The tiers don't compete directly — they target different model sizes. A Mac Mini M4 is fast on 8B models but struggles with 70B. A prosumer rig is "slower" in t/s but running a model 10× larger and far more capable.


If you want to... Start here
Prove the concept, no extra spend OptiPlex CPU-only (we already have it)
Cheap GPU acceleration without new machines Add 1× RTX 3090 + eGPU enclosure to one OptiPlex (~$1,200)
Best single-node inference per dollar Mac Mini M4 Pro 48GB (~$1,400)
Scale for concurrent users easily Add more Mac Minis (linear throughput scaling)
Run the largest open-source models locally Prosumer rig (~$8K–12K)

Speed estimates based on published llama.cpp and MLX community benchmarks (LocalScore, OpenLLMBenchmarks, Puget Systems, community Reddit benchmarks), Intel 10th Gen specs, Apple M4 memory bandwidth specs, and NVIDIA RTX 3090/4090 inference benchmarks.
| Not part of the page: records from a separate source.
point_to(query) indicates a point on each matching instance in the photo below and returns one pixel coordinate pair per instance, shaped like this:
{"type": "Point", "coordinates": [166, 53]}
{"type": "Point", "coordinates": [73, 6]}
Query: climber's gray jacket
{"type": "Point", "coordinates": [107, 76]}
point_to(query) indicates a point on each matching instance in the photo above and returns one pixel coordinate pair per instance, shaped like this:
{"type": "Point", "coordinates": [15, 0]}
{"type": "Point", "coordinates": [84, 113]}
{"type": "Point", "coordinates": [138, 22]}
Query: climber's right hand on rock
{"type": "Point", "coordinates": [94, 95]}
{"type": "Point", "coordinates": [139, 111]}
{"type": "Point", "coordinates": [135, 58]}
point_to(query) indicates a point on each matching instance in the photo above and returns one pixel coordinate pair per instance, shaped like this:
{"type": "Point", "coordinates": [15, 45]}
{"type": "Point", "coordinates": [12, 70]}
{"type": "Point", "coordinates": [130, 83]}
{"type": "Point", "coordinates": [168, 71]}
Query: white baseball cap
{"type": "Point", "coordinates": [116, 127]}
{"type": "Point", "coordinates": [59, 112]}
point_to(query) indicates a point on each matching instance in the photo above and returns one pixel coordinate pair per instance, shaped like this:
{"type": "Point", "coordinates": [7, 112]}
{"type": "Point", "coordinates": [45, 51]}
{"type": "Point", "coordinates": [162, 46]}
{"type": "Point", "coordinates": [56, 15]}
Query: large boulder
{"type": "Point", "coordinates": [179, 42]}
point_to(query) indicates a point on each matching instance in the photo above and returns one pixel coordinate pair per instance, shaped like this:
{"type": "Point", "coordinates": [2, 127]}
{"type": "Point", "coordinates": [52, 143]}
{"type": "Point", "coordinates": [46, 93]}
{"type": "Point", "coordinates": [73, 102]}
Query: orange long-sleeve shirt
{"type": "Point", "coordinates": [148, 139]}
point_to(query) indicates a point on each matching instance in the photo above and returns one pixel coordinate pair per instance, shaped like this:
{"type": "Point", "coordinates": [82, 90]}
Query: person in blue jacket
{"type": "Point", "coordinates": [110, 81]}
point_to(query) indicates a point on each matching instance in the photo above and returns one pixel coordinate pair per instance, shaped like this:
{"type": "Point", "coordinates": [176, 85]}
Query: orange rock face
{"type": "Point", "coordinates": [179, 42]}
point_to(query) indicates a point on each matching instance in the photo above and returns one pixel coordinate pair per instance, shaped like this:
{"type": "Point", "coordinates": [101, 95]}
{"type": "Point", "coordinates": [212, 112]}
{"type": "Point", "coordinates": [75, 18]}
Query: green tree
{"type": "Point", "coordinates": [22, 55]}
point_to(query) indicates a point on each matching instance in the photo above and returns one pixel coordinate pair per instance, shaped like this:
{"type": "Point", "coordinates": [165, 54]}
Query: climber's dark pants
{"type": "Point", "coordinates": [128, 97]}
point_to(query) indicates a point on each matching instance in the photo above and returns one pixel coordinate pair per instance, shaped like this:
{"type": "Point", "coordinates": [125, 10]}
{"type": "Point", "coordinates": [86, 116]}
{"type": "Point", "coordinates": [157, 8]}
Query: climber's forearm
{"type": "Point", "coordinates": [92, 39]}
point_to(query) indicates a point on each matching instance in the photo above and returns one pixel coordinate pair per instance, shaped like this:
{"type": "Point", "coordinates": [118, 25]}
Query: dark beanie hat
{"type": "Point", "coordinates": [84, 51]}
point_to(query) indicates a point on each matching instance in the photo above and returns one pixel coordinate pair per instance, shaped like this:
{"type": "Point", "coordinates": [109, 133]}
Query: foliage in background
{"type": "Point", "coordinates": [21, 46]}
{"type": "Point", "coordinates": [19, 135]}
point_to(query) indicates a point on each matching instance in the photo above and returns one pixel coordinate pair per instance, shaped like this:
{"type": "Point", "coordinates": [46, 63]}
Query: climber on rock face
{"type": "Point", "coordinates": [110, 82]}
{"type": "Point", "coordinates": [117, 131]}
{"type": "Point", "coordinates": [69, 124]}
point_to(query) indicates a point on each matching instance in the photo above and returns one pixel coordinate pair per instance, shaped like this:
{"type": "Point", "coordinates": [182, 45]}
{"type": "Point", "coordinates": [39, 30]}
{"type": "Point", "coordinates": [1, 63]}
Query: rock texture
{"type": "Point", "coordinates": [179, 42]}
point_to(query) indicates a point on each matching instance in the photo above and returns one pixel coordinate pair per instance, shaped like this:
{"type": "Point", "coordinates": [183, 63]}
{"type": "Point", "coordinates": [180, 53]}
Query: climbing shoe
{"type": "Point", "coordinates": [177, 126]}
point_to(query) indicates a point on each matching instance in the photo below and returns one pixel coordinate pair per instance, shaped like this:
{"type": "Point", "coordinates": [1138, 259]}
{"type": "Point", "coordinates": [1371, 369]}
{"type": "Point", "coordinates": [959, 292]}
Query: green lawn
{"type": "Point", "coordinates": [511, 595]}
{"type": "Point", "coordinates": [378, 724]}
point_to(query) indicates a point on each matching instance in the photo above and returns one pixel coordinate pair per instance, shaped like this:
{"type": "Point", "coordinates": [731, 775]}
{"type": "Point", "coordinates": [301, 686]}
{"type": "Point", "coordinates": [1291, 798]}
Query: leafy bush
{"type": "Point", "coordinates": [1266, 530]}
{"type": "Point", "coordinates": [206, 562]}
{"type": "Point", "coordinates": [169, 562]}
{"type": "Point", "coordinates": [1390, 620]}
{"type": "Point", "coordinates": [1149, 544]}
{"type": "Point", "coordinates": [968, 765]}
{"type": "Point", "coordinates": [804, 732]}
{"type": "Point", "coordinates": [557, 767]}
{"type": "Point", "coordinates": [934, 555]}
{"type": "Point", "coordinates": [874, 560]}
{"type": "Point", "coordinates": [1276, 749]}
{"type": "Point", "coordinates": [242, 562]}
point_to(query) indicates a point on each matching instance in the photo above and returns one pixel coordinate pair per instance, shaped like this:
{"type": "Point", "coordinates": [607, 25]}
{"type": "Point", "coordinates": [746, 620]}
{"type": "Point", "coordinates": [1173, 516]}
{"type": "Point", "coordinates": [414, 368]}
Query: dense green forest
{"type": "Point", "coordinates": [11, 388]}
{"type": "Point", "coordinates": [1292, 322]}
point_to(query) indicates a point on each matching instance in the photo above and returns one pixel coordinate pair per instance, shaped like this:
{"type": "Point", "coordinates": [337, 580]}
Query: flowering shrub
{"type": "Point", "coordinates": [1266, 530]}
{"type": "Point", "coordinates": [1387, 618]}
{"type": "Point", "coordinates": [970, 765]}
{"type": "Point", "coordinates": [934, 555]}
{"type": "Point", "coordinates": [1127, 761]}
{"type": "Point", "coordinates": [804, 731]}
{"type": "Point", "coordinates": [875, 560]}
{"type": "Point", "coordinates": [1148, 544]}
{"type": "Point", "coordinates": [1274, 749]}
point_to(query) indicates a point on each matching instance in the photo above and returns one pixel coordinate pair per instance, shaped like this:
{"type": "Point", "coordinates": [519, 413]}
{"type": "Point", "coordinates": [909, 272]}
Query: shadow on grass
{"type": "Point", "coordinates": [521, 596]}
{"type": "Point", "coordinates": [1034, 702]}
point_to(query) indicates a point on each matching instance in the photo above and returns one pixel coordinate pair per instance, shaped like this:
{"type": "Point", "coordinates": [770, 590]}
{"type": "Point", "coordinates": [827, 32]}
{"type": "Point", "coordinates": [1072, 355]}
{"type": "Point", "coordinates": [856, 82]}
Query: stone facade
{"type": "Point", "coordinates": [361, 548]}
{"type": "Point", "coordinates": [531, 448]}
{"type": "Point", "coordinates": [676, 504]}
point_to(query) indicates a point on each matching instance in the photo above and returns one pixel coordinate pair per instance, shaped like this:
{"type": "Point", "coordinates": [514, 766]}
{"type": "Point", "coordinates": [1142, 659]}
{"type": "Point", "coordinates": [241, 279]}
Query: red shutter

Actual throughput varies by model, quantization level, context length, software version, and system configuration. Confirm CPU model on the OptiPlex nodes via dmidecode -t processor — estimates above use i5-10500T as baseline.

Source research: Perplexity AI hardware requirements report (March 2026), community benchmarks from r/LocalLLaMA, LocalScore.ai, Bizon Tech, and DatabaseMart.